Практически полностью отпадает необходимость в продавце-консультанте в торговом зале, снижаются затраты на содержание отдела маркетинга: система сама проанализирует историю покупок и сформулирует персональные предложения для клиентов. Кассовое ПО свяжется с CRM-системой для управления программой лояльности, а та сама передаст нужную информацию о покупках клиента в модуль предиктивной аналитики. Участие персонала потребуется только на первоначальном этапе запуска системы».
Не интеллектом единым
Говоря технологиях, которые могут потеснить людей в некоторых профессиях, мы не всегда имеем в виду искусственный интеллект. Это могут быть и более простые устройства и алгоритмы.
«Я очень сомневаюсь, что в ближайшие два-три года на рынке розничной торговли что-то резко изменится: какими бы семимильными шагами не развивалась автоматизация ритейла, так быстро она «человеческие» профессии не уберёт, — комментирует Александр Осипов, руководитель отдела маркетинга группы компаний «Пилот». — Однако, действительно, развитие техники для торговли помогает владельцам магазина сокращать персонал. Есть несколько заметных трендов, развивающихся и в России».
Александр приводит в пример несколько задач, где помощь технологий была бы полезна:
- процессы автоматизации товароучёта. Электронные ценники, мобильные принтеры позволяют ритейлерам сократить штат и траты на расходные материалы. В обоих случаях работникам магазинов не требуется вручную распечатывать ценники и расклеивать их по залу.
- внедрение в магазине систем самообслуживания позволяет сократить количество касс и, соответственно, кассиров.
- технология Digital Signage поможет ритейлеру сократить затраты на проведение промо-акций и, как следствие, и уменьшить число персонала, вовлеченных в них.
- информационные киоски помогут сократить штат консультантов. Покупатели, просто отсканировав штрих-код интересующего товара, уточнят его цену и получат дополнительную информацию о нем. Ритейлеры могут демонстрировать на инфокиоске любой мультимедийный контент.
«На самом деле, многое современное оборудование для автоматизации ритейла способно если не сократить штат персонала магазина, то сделать его работу гораздо эффективнее, — поясняет Александр Осипов. — Однако для этого нужно с умом выбирать оборудование и не использовать его как вещь в себе, а внедрять в общую информационную сеть торговой точки».

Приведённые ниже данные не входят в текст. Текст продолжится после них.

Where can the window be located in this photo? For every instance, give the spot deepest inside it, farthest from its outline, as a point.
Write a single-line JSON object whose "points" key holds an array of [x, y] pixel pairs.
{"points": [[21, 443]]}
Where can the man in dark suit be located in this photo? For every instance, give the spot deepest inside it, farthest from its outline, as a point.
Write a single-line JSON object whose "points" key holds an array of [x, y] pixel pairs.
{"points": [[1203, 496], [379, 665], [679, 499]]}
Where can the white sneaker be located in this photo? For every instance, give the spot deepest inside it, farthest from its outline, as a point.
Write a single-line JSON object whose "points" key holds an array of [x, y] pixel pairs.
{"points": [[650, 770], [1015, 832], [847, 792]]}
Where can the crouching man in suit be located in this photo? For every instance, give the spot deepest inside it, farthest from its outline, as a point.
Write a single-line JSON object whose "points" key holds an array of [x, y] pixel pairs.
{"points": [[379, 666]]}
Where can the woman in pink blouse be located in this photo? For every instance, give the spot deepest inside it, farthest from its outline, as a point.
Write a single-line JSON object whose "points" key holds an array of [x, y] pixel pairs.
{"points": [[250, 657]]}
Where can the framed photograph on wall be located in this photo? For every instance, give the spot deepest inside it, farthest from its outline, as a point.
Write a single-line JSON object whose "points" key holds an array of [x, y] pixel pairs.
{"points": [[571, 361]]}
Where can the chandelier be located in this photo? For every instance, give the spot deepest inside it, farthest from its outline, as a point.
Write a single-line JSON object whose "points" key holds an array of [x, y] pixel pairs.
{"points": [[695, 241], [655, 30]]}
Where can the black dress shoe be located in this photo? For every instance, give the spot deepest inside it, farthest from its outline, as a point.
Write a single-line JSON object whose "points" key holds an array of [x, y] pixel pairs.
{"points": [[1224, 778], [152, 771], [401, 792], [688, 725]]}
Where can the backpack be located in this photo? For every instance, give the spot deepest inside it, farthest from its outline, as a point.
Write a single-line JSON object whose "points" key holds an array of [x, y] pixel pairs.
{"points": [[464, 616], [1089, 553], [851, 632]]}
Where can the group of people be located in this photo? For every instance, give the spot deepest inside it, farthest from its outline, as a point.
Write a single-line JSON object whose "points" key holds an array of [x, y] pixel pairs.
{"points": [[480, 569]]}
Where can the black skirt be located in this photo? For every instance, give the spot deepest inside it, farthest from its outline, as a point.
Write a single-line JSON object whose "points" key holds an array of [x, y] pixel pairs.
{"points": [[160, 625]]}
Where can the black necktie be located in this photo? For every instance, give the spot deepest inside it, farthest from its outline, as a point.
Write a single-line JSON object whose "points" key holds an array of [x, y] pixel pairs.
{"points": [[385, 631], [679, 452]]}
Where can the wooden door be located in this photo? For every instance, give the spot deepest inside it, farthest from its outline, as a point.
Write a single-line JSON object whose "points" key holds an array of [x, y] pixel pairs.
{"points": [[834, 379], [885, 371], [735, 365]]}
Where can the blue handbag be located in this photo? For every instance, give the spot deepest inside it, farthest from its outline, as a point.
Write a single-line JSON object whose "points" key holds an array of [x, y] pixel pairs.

«Вообще для российского бизнеса крайне невыгодно переходить на использование роботов с чисто экономической точки зрения, — резюмирует Ольга Хохлова. — Сокращение рабочих мест никаким образом не стимулирует отечественную экономику, а напротив, лишь усугубит ситуацию. Россия ‒ огромная страна, и благосостояние населения здесь напрямую зависит от количества рабочих мест, а, как известно, от этого же зависит потребительский спрос, который является двигателем торговли».